We thank the reviewer for this suggestion. Given that such interactions are missed by Micro-C and PLAC-seq, it would not make sense to use these methods for validation. We thus propose that MChIP-C interactions can be validated by their overlap with expected genomic features. To this end, we now show in our manuscript interaction profiles for 11 loci (MYC, PTGER3, CITED2, BTG1, ANTXR2, SEMA7A, LMO2, GATA1, HBG2, VEGFA, MYB), each showing high-resolution MChIP-C interactions which coincide with expected genomic features (p300, CTCF, H3K27ac, known enhancers) and are not clearly observable in Micro-C and PLAC-seq. In addition, the higher overlap of MChIP-C interactions with functionally-validated K562 enhancer-promoter interactions (provided by CRISPRi screens) provides further functional validation for novel MChIP-C interactions.
(2) It is unclear if the resolution is really superior based on the data provided.
We thank the reviewer for this comment. We first note that actually both sensitivity and resolution are relevant for the results shown in Figure 2 and for the signal-to-noise calculations. This is because the low resolution of PLAC-seq peaks can result in very broad peaks that cover the entire area of the interrogated window (5kb on each side), which could seem like low sensitivity. However, we believe that the new Figure S3 may show the higher resolution of MChIP-C more clearly, as do the 11 locus interaction profiles tracks shown in Figure 2, Figure 4 and Figure S2.

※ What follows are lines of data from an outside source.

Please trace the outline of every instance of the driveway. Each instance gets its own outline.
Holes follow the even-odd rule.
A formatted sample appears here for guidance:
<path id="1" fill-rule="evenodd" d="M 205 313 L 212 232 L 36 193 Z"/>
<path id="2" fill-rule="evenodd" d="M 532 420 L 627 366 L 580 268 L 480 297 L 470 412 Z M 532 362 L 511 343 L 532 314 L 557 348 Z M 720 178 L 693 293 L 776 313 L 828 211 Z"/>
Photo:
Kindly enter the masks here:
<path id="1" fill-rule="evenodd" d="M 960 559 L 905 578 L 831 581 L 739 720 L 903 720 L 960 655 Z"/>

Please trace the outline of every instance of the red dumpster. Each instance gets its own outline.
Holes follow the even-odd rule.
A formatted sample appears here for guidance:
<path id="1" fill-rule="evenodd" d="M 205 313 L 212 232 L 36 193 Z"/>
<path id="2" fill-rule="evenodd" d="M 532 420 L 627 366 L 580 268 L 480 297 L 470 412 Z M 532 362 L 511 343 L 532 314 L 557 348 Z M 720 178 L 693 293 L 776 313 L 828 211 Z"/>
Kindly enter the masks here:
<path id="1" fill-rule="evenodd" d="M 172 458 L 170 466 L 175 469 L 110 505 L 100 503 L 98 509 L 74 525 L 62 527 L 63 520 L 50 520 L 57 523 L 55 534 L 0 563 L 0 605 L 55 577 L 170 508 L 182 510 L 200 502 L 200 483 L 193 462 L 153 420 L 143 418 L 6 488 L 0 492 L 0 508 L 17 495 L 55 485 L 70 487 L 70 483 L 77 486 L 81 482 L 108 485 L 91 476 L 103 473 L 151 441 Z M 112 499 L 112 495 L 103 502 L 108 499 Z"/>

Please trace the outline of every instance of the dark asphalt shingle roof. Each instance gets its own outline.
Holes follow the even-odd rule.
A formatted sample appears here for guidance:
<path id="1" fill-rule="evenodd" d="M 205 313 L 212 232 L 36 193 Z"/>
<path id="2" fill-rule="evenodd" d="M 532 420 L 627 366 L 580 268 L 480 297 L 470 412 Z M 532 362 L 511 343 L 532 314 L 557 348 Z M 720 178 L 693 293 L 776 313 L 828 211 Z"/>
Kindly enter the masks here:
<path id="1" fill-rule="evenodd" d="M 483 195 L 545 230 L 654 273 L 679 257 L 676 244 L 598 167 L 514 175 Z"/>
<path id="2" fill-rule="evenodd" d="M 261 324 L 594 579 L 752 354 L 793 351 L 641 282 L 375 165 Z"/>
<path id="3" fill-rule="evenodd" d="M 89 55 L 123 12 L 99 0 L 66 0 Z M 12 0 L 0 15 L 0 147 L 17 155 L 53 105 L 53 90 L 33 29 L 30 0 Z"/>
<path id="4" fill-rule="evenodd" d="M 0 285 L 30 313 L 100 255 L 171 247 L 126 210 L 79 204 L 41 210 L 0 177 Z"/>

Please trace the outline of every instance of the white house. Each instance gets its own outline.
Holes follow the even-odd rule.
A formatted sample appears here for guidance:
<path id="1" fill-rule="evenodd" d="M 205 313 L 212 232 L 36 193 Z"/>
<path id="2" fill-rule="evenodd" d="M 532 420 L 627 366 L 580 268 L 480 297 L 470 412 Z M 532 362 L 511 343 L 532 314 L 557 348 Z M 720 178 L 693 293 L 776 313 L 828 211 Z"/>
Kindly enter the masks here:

(3) It is unclear how much advantage the approach has, especially compared to existing approaches such as HiChIP since sequencing depth as a variable is not adequately addressed.
We thank the reviewer for this comment. First, we note that downsampling does not affect the high sensitivity and resolution results as shown in aggregate plots (e.g. Figure 2 and Figure S3). However, downsampling can affect individual peak calling. We thus downsampled our data to 50%, approximately matching the number of total informative reads of both PLAC-seq and Micro-C (i.e. ~20M). We also further downsampled our data to 25% and 10%. With respect to prediction of K562 functionally validated enhancer-promoter interactions (Figure S6b), even at 25% downsampling MChIP-C achieves both a higher recall and higher precision than the other methods, with a slightly higher false-positive rate. At 10% sampling, recall is slightly worse than Micro-C but both the precision and false-positive rate are better than the alternatives.